Glossary

Outer Alignment

Outer alignment is the problem of designing a training objective that, when optimised, produces behaviour humans actually want. The classic AI alignment problem before "inner alignment" was articulated.

Why outer alignment is hard:

Human values are complex, contextual, and implicit. We cannot write them down completely. Any explicit objective is a proxy that diverges from true human preferences in some regime.

Goodhart's law: "When a measure becomes a target, it ceases to be a good measure." Whatever proxy objective we choose, an optimiser maximising it hard enough will find ways to score well on the proxy that don't correspond to what we actually wanted.

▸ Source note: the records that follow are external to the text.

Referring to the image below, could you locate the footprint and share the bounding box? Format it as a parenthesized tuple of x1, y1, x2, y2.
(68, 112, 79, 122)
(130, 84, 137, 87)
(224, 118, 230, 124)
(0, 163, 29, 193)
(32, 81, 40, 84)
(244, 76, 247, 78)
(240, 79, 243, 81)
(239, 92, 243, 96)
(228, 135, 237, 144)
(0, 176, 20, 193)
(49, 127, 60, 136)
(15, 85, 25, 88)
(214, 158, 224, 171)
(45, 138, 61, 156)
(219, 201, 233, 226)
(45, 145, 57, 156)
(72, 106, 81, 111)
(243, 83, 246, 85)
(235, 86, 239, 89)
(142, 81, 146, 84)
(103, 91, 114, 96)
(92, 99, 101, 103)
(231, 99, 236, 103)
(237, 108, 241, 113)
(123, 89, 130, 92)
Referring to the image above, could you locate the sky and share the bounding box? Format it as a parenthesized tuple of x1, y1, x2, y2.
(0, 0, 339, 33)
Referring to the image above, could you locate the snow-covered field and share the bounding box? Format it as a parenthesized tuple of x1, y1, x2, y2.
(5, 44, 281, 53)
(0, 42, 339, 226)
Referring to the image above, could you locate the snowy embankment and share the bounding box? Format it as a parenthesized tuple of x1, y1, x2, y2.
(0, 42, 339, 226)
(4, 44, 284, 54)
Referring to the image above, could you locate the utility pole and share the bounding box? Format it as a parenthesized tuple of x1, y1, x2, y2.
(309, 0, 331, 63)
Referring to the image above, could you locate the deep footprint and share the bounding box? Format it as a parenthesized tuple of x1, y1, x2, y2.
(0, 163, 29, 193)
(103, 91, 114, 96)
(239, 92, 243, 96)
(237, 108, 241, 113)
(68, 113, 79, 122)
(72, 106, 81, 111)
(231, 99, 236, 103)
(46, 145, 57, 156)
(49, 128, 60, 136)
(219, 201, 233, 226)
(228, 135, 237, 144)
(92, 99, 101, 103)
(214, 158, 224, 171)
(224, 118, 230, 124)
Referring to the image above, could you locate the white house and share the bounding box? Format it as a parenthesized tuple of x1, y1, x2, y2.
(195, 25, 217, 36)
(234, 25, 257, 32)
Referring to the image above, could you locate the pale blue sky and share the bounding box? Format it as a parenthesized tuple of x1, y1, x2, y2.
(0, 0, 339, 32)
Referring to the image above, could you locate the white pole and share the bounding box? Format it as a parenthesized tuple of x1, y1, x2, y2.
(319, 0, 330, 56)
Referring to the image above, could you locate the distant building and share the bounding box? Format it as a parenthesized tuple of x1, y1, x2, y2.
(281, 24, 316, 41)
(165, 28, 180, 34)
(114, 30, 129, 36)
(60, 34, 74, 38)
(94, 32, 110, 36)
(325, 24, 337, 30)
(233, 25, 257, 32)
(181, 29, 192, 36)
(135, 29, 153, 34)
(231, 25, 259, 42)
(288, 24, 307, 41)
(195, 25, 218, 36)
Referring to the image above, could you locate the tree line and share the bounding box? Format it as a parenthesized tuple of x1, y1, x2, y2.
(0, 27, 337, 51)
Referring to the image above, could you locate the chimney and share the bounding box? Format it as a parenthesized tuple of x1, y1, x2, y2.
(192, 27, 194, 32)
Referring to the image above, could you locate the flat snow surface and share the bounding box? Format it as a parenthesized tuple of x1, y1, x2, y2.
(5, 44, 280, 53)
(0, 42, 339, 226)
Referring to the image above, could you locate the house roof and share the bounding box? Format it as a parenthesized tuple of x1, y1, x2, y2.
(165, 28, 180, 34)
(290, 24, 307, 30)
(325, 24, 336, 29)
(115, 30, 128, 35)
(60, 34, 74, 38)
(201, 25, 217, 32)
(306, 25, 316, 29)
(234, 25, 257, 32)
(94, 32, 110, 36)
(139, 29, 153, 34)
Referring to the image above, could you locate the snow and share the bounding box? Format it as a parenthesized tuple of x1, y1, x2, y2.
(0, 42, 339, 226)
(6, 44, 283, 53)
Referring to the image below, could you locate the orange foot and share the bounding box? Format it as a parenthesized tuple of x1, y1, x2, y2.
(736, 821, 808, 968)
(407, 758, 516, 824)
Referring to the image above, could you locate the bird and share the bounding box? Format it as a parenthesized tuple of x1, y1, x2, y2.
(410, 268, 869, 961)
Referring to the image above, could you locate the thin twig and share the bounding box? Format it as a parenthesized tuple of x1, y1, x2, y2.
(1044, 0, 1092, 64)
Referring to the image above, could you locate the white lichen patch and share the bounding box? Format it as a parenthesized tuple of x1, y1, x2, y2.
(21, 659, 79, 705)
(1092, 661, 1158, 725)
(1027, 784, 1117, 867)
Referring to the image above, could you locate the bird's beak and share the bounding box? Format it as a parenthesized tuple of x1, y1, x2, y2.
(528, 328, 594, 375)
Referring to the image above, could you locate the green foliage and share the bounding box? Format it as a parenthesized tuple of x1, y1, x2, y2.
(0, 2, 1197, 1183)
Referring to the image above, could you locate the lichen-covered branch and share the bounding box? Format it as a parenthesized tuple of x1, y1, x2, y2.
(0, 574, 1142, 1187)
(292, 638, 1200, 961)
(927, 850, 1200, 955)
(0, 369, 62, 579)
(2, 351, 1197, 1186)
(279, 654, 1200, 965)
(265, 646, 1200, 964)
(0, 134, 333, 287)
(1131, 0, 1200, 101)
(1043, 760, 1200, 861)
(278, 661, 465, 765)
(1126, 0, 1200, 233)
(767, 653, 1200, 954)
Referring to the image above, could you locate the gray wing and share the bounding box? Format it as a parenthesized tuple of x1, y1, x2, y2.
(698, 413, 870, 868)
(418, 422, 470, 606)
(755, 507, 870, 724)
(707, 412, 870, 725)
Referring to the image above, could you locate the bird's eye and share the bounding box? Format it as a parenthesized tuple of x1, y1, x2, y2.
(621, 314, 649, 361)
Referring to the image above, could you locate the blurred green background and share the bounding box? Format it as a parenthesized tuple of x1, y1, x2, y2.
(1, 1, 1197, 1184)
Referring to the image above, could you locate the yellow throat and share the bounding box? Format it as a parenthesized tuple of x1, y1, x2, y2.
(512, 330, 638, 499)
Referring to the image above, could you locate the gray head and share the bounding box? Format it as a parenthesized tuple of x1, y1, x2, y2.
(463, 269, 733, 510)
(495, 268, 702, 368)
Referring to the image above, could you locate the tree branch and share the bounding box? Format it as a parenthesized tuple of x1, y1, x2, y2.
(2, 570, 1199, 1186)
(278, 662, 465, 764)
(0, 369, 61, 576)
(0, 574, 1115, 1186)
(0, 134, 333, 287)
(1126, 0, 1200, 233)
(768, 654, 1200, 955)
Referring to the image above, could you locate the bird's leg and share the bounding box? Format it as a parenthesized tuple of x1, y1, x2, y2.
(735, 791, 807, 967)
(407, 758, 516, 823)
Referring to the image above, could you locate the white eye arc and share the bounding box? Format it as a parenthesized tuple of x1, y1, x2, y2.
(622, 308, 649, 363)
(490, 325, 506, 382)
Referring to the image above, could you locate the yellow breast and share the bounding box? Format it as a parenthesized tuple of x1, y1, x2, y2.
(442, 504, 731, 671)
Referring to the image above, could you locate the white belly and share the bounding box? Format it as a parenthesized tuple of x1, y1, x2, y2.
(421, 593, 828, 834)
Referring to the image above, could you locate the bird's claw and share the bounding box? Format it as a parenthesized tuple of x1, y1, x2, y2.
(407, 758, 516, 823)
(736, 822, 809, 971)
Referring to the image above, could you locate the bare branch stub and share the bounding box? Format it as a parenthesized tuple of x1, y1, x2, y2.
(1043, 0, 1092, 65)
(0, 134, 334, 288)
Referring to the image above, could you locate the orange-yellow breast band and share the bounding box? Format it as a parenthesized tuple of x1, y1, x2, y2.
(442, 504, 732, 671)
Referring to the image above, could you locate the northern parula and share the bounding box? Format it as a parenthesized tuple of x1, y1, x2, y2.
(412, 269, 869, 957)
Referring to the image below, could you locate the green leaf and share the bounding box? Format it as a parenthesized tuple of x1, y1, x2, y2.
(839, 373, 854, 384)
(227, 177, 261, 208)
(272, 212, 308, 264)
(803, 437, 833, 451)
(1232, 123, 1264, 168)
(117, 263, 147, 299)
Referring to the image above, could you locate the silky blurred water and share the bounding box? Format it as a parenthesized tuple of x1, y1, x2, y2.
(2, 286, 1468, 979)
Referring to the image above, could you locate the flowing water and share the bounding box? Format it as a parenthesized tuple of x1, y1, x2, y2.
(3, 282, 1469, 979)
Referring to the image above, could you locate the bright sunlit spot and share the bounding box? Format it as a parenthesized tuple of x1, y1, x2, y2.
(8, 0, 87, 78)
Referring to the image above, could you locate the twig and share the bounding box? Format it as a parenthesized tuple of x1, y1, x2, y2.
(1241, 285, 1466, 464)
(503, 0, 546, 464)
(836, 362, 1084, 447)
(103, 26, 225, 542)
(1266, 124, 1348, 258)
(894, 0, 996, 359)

Specification gaming: the system finds unintended solutions that score well on the literal specification. Krakovna's collection of specification-gaming examples documents many cases, RL agents exploiting simulator bugs, evolutionary strategies finding glitches, recommender systems gaming engagement metrics.

Reward hacking: in RL specifically, an agent finds policies that score high on the reward function while violating the intent. Famous examples include OpenAI's CoastRunners agent that learned to circle indefinitely scoring power-ups rather than finishing the race.

Approaches to outer alignment:

Reward modelling: instead of hand-specifying a reward, train a reward model from human preferences. Used by RLHF, Constitutional AI. Reduces but does not eliminate Goodhart's law, the reward model is itself a proxy.

Inverse reinforcement learning: infer human reward functions from human behaviour rather than from explicit specification.

Cooperative inverse RL (Hadfield-Menell 2016): the agent maintains uncertainty over the human's reward function and acts to reduce that uncertainty cooperatively rather than optimising a fixed proxy.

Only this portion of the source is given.